Clothing items, camping gear and other items also were donated for distribution during the brunch.
Open Sky Wilderness Therapy and Zumiez, a store in the Durango Mall, donated jackets.
Winter camping kits were donated by Durango Outdoor Exchange and the Equity and Emergency Preparedness Program of San Juan Basin Public Health.
Sleeping bags were donated by the Universalist Unitarian Fellowship of Durango.
To top everything off, Rocky Mountain Chocolate Factory donated chocolates and Lone Spur Cafe donated some breakfast gift cards.

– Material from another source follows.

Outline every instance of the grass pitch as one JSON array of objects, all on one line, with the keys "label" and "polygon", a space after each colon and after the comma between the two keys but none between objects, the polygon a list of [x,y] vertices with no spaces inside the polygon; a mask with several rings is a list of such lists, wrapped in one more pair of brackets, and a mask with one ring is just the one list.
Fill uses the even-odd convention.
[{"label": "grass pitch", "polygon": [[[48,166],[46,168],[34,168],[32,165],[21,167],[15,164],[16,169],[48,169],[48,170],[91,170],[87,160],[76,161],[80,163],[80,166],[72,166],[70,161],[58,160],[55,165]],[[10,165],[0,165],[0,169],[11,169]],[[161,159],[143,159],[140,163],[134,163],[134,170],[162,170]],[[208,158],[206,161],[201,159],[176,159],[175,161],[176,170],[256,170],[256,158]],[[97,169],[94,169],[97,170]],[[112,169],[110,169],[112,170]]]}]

Jose Dias, who came to Durango 12 years ago from Mexico, said with his budget tight this year, the toys helped make the Christmas special for his young son, Leo, 3, and his daughters Joselyn, 8, and Allison, 10.
Leo chose several toy cars. Joselyn and Allison left with board games, Monopoly and Life, as well as some coloring books.
Guadalupe Fragoso, came by to pick up meals for several members of Durango’s immigrant community. She also picked out several toys for children.
Zulema Arguelles, who translated for Fragoso, said many members of the immigrant community are too shy to take advantage offerings like Manna’s Christmas meals, which Manna Executive Director Ann Morse said have been up and running for at least 20 years.
“A lot of people are afraid and embarrassed to come, but she is choosing toys for kids she knows. She is very brave,” Arguelles said of Fragoso.